C’était un joli passage, se dit Eileen, surtout grâce aux éléments spécifiquement humains du paysage. Elle se rhabilla, comme les autres, fouilla dans son tiroir personnel du chariot en tournant ostensiblement le dos à John Nobleton. Puis ils se mirent à préparer le dîner. Pendant plus d’une heure après que le soleil eut disparu derrière Olympus Mons, le ciel resta clair ; rose à l’ouest, virant au noir d’encre à l’est. Ils firent la cuisine et mangèrent dans cette lumière. Le menu, choisi par Roger, se composait d’un ragoût de légumes avec du pain frais, un genre de baguette, et du café. La plupart d’entre eux coupaient la fréquence commune pendant de longs moments de la journée, et comme ils n’exploraient pas tous les mêmes canyons latéraux en montant, ils discutaient maintenant de ce qu’ils avaient vu. Le canyon principal qu’ils suivaient était le lit asséché d’un cours d’eau formé par des inondations soudaines dévalant une petite ligne de faille dans un vaste plateau incliné. D’après Roger, il était relativement jeune. Ça voulait tout de même dire deux milliards d’années, mais c’était beaucoup moins ancien que la plupart des canyons forés par le ravinement de l’eau de Mars. L’érosion éolienne et les merveilles erratiques provoquées par les bombardements volcaniques d’Olympus Mons fournissaient aux membres de l’expédition des quantités de sujets de discussion : les plages en terrasse de lacs depuis longtemps disparus, les chenaux sinueux, les bombes de lave en forme de larmes géantes, ou dont les couleurs faisaient soupçonner la présence de certains gaz dans l’atmosphère… Cette dernière chose, plus le fait que ces canyons avaient été sculptés par l’eau, suscitait évidemment toutes sortes de spéculations sur l’éventuelle présence de vie sur Mars dans un lointain passé. De plus, l’eau courante et les résiliences de la roche avaient créé des formes assez fantastiques pour faire penser à des créations artistiques extraterrestres. Ils parlaient donc, avec l’enthousiasme et la liberté que seuls les amateurs semblent pouvoir apporter au débat : des aréologues de journaux du dimanche, se disait Eileen. Il n’y avait pas un seul vrai scientifique parmi eux ; elle était ce qui y ressemblait le plus et elle ne possédait que des rudiments d’aréologie. Elle suivait néanmoins la conversation avec intérêt.
Contrairement à Roger, qui n’avait jamais pris part à ces échanges décousus, et ne les suivait même pas.
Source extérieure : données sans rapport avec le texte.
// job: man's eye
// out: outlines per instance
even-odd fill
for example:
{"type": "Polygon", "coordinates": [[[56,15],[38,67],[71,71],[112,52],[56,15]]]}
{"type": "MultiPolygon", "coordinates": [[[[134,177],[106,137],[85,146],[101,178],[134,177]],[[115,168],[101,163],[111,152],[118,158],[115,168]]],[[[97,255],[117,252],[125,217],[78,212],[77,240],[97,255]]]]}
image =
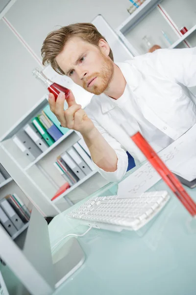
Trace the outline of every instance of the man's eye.
{"type": "Polygon", "coordinates": [[[80,61],[84,61],[85,59],[85,57],[83,57],[83,58],[80,59],[80,61]]]}

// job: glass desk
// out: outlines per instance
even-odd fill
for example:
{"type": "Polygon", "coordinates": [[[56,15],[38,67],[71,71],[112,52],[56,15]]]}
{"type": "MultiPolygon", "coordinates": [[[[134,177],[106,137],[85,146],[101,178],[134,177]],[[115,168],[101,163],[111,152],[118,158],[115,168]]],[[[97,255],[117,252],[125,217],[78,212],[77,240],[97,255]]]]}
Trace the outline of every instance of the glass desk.
{"type": "MultiPolygon", "coordinates": [[[[56,216],[49,226],[51,247],[64,236],[87,228],[67,217],[69,211],[92,196],[116,194],[117,189],[110,183],[56,216]]],[[[196,200],[196,189],[186,189],[196,200]]],[[[163,189],[170,191],[160,180],[148,190],[163,189]]],[[[86,260],[54,295],[195,295],[196,220],[170,193],[163,210],[138,232],[93,229],[78,237],[86,260]]]]}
Pour le moment, il était absorbé dans l’installation de son lit de camp et du mur de sa « chambre ». Chaque dormeur, ou chaque couple, pouvait, s’il le désirait, isoler son lit de camp à l’aide de panneaux. Roger était seul à s’en servir. Les autres préféraient dormir ensemble, à la lumière des étoiles. Roger disposa deux panneaux contre la paroi transparente du dôme, laissant juste assez de place pour son lit sous la pente du toit. Encore une façon de s’isoler des autres, se dit Eileen en secouant la tête. Les guides de randonnée étaient d’ordinaire si gentils… Comment réussissait-il à garder son boulot ? S’était-il fait une clientèle d’habitués ? Elle arrangea son propre lit de camp en le regardant faire : il était grand, même pour un Martien. Il faisait bien plus de deux mètres (le lamarckisme était de nouveau en vogue, et il semblait que plus on avait de générations d’ancêtres martiens, plus on était grand. C’était le cas d’Eileen elle-même, qui était de la quatrième génération : une yonsei). Avec son visage en lame de couteau, son long nez et ses grands pieds maladroits quand il enlevait ses bottes, il était d’une laideur digne de la famille royale d’Angleterre. Cela dit, il se joignit à eux, ce soir-là, ce qui n’était pas toujours le cas, et il alluma une lanterne alors que le ciel violet foncé virait au noir et s’emplissait d’étoiles. Le couchage organisé, ils s’assirent qui sur son lit de camp, qui par terre, autour de la maigre lueur de la lanterne, et parlèrent à bâtons rompus. Kevin et Doran firent une partie d’échecs.
Pour la première fois, ils interrogèrent Eileen sur sa spécialité. Était-il vrai que les hauts plateaux du Sud avaient conservé la croûte des deux hémisphères primitifs ? La ligne droite des trois grands volcans de Tharsis indiquait-elle un point chaud du manteau ? De l’aréologie pour journaux du dimanche, encore une fois, mais Eileen leur répondit de son mieux. Roger parut écouter.